All trim levels of the 6 are well equipped, coming with goodies like sat nav, cruise control and parking sensors, and many people went straight to the Sport Nav near the top of the range. This also includes a Bose sound system, heated seats and a reversing camera, but don’t discount the mid-spec SE-L Nav, as you’ll be able to get a low-mileage example for £10,000. Most come with a 2.2-litre diesel engine that is surprisingly powerful and pleasingly economical, and there are plenty of automatic versions available if you don’t want to change gears yourself.
BMW 3 Series Mk6 (2011-2018)
For those that are swayed by the BMW badge, the previous-generation BMW 3 Series saloon is a good option for £10,000. The estate seems to be more expensive than the saloon, and you can get a four-door model between four and seven years old with decent mileage for the budget we have here. All should have digital radio, parking sensors and two-zone climate control, while higher-spec cars get extras such as cruise control and sat nav.

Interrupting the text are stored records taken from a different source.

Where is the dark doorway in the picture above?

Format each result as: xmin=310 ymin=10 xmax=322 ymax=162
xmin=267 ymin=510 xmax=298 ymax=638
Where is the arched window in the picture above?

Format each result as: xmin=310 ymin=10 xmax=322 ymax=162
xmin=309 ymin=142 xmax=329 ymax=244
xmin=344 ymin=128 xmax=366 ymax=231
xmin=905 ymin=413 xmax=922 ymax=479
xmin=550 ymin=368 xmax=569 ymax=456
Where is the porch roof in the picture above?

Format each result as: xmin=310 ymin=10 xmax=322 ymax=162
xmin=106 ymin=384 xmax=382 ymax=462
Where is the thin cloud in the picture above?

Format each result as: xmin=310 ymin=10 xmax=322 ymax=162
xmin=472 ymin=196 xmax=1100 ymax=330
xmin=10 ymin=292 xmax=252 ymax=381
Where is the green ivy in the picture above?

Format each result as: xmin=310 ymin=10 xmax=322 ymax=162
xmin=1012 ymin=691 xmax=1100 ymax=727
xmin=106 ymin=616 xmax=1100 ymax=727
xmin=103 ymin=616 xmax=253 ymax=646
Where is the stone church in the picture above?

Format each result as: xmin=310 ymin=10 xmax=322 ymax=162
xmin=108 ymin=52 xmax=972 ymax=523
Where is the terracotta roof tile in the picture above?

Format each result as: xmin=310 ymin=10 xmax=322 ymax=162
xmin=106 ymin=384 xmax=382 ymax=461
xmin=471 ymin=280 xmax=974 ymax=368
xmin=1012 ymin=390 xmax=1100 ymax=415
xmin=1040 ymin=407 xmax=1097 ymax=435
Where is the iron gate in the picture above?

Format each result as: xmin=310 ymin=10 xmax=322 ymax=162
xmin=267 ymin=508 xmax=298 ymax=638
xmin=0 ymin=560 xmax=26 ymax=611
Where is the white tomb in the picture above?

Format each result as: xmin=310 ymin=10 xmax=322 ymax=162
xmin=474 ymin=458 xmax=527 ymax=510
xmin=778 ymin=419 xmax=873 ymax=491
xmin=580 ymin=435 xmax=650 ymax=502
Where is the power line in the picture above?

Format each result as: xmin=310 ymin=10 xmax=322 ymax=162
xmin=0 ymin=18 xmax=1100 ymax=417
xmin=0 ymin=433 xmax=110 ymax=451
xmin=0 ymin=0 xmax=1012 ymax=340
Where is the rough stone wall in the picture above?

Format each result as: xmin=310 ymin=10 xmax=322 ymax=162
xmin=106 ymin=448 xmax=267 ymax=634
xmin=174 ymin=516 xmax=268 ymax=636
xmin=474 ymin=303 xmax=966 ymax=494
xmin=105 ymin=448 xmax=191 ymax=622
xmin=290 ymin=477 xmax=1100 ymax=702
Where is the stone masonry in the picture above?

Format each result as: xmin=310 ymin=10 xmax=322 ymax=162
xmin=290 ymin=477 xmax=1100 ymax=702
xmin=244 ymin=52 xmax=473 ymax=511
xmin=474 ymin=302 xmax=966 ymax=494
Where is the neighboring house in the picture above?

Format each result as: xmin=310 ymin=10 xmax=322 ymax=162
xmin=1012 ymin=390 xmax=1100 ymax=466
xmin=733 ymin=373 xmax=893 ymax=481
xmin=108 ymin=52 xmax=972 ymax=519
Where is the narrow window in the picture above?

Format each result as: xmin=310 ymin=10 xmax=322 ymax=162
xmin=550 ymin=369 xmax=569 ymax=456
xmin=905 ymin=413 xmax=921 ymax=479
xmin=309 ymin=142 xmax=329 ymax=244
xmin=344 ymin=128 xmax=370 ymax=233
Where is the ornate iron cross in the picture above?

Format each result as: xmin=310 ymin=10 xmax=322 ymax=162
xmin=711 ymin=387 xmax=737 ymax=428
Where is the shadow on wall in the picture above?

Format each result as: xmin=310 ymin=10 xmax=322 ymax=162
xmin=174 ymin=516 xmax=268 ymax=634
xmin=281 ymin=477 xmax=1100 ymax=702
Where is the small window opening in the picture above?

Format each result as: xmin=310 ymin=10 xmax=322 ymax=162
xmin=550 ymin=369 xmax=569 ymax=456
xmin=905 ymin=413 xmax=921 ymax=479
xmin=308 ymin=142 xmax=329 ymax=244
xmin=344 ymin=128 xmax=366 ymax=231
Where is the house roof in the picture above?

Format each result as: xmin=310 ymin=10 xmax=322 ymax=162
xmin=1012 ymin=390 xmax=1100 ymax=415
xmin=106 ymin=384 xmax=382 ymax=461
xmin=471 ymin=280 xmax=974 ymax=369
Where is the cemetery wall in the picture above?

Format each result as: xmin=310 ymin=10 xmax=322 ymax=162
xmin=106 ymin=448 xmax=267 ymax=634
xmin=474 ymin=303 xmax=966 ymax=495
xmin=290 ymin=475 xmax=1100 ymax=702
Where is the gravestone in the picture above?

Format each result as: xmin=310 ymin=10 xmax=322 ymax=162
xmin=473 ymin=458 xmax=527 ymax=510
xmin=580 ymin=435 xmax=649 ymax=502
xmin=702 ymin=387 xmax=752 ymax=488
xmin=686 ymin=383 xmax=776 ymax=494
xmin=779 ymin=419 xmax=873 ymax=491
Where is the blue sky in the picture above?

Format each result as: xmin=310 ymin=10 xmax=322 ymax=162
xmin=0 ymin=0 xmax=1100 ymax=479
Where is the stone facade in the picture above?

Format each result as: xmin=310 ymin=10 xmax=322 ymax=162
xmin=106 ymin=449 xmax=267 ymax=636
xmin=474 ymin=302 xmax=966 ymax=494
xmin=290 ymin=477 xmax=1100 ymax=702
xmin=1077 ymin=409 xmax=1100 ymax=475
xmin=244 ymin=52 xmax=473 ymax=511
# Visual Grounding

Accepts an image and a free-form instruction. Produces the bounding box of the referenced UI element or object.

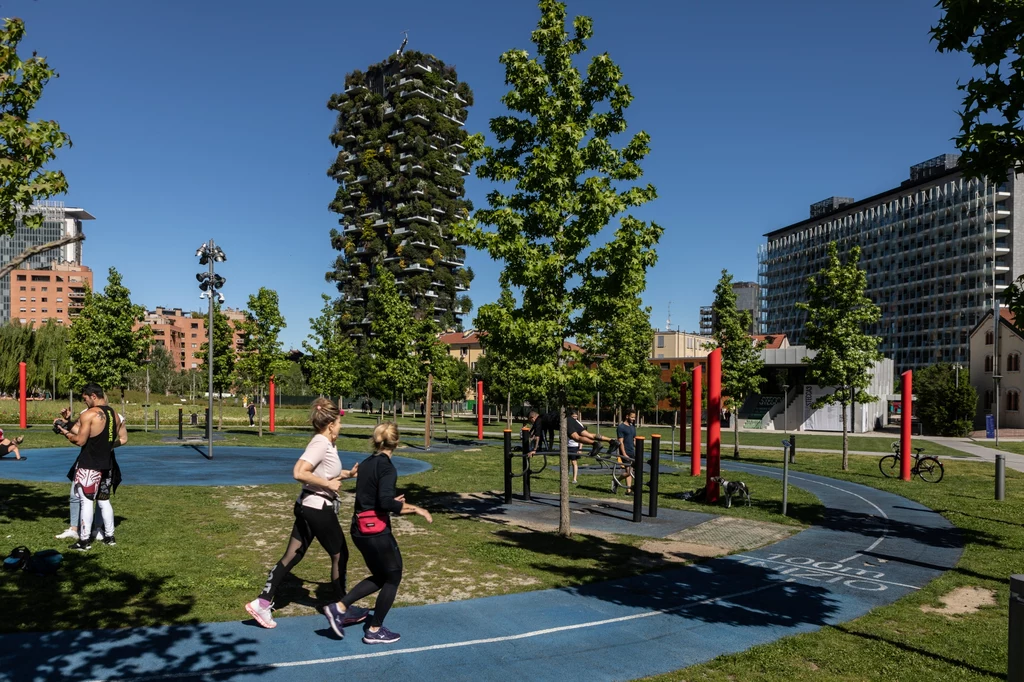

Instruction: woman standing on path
[246,398,367,628]
[324,422,433,644]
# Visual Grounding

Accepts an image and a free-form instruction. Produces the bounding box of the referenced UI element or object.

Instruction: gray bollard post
[633,436,644,523]
[995,455,1007,502]
[1007,576,1024,682]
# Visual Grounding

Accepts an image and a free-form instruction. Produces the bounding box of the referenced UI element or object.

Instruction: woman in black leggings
[324,422,433,644]
[246,398,368,628]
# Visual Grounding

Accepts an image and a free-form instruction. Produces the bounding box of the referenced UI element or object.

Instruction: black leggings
[260,502,348,601]
[341,532,401,628]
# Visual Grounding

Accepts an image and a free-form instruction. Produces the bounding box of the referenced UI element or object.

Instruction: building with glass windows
[758,154,1024,372]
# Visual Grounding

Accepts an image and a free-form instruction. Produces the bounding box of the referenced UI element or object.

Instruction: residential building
[758,154,1024,372]
[0,202,95,323]
[327,52,473,337]
[5,260,92,329]
[958,308,1024,429]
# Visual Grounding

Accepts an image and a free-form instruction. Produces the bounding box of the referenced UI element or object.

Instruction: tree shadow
[0,554,269,680]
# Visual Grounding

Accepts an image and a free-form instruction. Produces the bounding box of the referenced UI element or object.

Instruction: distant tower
[327,47,473,337]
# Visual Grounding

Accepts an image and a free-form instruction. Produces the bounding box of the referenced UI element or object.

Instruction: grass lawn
[652,454,1024,682]
[0,436,821,632]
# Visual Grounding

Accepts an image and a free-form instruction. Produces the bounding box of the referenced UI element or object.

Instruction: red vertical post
[899,370,913,480]
[690,365,703,476]
[679,381,690,454]
[476,381,483,440]
[270,377,274,433]
[17,363,29,429]
[705,348,722,502]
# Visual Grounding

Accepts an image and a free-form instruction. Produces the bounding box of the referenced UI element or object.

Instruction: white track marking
[89,581,774,682]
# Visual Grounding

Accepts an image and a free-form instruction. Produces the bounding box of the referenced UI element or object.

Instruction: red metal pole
[270,377,274,433]
[899,370,913,480]
[679,381,689,455]
[690,365,703,476]
[476,381,483,440]
[17,363,29,429]
[705,348,722,502]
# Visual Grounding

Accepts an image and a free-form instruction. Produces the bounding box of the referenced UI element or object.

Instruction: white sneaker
[246,597,278,628]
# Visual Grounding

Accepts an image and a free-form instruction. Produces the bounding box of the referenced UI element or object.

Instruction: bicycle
[879,440,945,483]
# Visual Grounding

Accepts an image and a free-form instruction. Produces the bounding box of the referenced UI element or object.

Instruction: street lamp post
[196,240,227,460]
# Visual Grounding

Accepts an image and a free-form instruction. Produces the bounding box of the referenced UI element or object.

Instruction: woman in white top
[246,398,367,628]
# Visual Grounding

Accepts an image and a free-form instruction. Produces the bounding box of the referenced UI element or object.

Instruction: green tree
[794,242,882,471]
[913,363,978,437]
[458,0,656,536]
[302,294,356,406]
[931,0,1024,182]
[0,18,76,280]
[712,270,765,459]
[235,287,286,437]
[367,267,421,418]
[68,267,152,403]
[193,301,238,431]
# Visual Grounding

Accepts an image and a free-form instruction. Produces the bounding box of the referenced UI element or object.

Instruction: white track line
[89,583,781,682]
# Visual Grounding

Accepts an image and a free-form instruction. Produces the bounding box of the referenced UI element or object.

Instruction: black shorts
[292,502,345,555]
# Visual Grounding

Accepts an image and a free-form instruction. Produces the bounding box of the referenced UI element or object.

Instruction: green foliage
[913,363,978,437]
[366,269,422,411]
[302,294,355,398]
[457,0,658,535]
[0,18,71,236]
[68,267,151,399]
[235,287,287,436]
[931,0,1024,182]
[196,301,237,393]
[797,242,882,471]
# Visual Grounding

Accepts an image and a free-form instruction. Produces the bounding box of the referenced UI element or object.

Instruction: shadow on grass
[836,626,1006,680]
[492,530,840,628]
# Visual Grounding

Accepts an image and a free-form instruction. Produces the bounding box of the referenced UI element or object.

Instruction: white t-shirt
[299,433,341,509]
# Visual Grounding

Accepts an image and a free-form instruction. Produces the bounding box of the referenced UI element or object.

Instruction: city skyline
[14,2,970,347]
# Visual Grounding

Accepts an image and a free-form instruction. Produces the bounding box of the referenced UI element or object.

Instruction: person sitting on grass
[0,429,25,460]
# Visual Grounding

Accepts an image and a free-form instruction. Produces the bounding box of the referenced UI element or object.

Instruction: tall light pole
[196,240,227,460]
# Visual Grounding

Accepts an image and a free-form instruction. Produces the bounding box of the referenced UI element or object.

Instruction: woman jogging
[324,422,433,644]
[246,398,367,628]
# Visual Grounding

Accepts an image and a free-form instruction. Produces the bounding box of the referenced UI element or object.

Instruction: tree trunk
[843,402,850,471]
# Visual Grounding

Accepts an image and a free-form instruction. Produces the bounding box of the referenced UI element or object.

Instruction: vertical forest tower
[327,51,473,337]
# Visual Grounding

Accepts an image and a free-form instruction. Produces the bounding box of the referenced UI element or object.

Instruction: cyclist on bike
[611,410,637,494]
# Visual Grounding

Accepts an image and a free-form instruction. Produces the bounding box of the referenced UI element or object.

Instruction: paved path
[0,462,963,682]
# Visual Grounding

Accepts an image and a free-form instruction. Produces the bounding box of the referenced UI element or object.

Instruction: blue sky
[19,0,970,347]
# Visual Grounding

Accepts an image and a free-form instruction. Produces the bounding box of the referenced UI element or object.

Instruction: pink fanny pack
[355,509,387,536]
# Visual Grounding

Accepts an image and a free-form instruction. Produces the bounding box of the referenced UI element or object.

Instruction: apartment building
[758,154,1024,372]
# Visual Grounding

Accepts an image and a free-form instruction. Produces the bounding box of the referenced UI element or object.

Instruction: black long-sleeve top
[351,454,402,537]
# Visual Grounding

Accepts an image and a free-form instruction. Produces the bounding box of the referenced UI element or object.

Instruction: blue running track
[0,462,963,682]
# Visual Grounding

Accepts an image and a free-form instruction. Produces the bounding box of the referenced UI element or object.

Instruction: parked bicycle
[879,440,945,483]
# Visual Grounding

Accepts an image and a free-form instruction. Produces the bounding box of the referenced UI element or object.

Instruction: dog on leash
[712,476,751,509]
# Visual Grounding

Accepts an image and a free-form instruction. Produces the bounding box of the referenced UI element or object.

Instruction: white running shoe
[246,598,278,628]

The 3 is excellent to drive, living up to BMW’s ‘Ultimate Driving Machine’ tag, and models on standard suspension are comfortable too. There’s an engine for every taste, from frugal diesels to super-powerful petrol engines, although the range-topping M3 is still out of budget. Of course, the boot opening isn’t as wide as the estate’s, but the boot is still very large at over 500 litres. Want an even plusher executive saloon? We found plenty of Audi A6 models with average mileage within budget.
Renault Captur Mk1 (2013-2019)
The Renault Captur was one of the first small SUVs and continued to be popular until it was replaced in 2019. It combined the low running costs of the Renault Clio with the high driving position and practicality of an SUV, although the Clio is better to drive. The Captur’s petrol engines will suit anyone who mainly does short, urban journeys, while the diesel is good for higher-mileage drivers.
You can get both for £10,000, and some cars are facelift models that are only around two years old. Its popularity means it’s cheaper than most of its rivals on the used market, and we’d suggest hunting out a Dynamique Nav model or similar to get plenty of equipment for your money. If the Captur is a bit too small, the bigger Renault Kadjar is also widely available in budget.
Toyota Prius Mk3 (2009-2015)
Since the Toyota Prius was launched at the end of the nineties, its role has changed somewhat. From its early beginnings as an alternative family car with a strong focus on low emissions and great fuel economy, the Prius has come to form the backbone of many urban taxi fleets, where operators love it for its low running costs and reliability. And there’s no reason private owners shouldn’t enjoy the same virtues.
The Prius drives rather differently to other family cars – the controls aren’t as immediate and responsive as a Ford Focus, for example – but it’s comfortable and makes fast motorway journeys effortless. For £10,000 you can buy a six-year-old example that’s escaped the grip of an Uber driver, although there are many higher-mileage cars out there that have seen service as minicabs. This isn’t necessarily an issue if maintenance has been kept up-to-date, but look out for signs of wear and tear.